Nathan Road – The “Golden Mile” – Hong Kong’s Shoppping Heaven

The area of Nathan Road is perhaps the most famous and well-known of all Hong Kong’s shopping and tourist areas. It also very likely has the highest concentration on the planet of thieves and small-time criminals masquerading as shop-keepers.

The criminality of this area is legendary, and has been so for decades. In a 12-month period, the number of tourists who are badly cheated must number in the hundreds of thousands, but the Hong Kong authorities, with their high regard for the rule of law, seem uninterested in investigating.

The scams are ingenious.

Illegal Shops on Nathan Road – Hong Kong’s “Golden Mile” Prime Shopping Area You decide on a purchase and the clerk asks you to pay in advance, preferably with cash so as to preserve your huge “discount”. You give him the money and he goes into the storage room to get your item.

You become alarmed when he doesn’t return after 20 minutes, and ask someone for help, only to be told that no staff member fits the description you provide, and the store has no idea who took your money. Sorry.

You examine an expensive new camera and decide to buy it. You pay for your purchase, take the box back to your hotel and discover it contains a cheap 5-year-old version of a different model that is worth perhaps 10% of the price you paid.

Of course, you return to the shop to complain – but the owner tells you there’s nothing he can do because you could have made the exchange yourself and are trying to cheat him. 

You want to buy an ipad.

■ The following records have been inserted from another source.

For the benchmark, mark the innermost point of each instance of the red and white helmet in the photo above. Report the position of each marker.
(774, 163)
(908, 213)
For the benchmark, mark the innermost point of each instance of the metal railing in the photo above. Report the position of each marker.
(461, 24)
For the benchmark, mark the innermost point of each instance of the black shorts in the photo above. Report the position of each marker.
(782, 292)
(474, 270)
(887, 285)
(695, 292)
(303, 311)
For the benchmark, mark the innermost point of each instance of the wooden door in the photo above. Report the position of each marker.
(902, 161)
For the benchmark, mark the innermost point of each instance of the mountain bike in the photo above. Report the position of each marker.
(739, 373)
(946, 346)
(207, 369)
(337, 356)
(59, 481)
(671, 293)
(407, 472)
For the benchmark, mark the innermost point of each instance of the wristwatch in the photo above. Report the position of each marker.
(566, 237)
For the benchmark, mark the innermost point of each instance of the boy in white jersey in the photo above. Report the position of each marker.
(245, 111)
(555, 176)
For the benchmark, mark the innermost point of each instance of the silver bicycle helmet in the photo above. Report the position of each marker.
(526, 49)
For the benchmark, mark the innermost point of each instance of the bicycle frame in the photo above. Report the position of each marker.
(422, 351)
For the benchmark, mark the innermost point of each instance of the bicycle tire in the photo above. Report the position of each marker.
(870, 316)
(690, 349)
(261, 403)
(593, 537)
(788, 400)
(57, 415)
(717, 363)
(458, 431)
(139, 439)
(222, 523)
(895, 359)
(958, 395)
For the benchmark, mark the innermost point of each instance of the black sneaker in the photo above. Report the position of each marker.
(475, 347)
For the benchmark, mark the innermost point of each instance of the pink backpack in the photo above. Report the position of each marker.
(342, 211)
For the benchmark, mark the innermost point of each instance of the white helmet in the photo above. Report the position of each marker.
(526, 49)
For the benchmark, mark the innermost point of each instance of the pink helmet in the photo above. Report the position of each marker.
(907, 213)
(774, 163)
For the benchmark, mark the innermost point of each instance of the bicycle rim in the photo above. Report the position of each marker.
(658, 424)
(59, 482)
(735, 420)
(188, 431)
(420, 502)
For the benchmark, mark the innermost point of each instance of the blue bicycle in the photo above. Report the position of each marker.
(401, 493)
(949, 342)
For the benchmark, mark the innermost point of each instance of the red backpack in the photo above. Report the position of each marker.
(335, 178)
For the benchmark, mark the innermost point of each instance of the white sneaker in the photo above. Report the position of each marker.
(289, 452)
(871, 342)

This should be easy because an ipad is an ipad is an ipad, the only difference being the amount of memory. And fortunately for you, the shop has a huge discount on ipads – too good to be true. But unfortunately you discover that the model on sale has no internet connection and contains menus in only the Cantonese language – which neither you nor anyone in China will understand. So what you want is the “International Version” which costs about twice as much.

If you’d done your research you would have known there is no “International Version”, that all ipads have wi-fi ability and menus in 50 or 60 languages. But if you didn’t, and if you’re gullible, you just wasted a lot of money – on a product that may not be legitimate and in any case has no warranty.

To my best knowledge, there are no shops anywhere on Nathan Road that are licensed resellers of any brand-name goods. Moreover, none of them have any stock; they carry only factory samples of popular goods. If you want to buy an item, a clerk will tell you he’s going “to the warehouse to get you a new one”, but he’s actually going to an unlicensed distributor to pick up either a grey-market item or a fake one. And that’s why they want you to pay in advance.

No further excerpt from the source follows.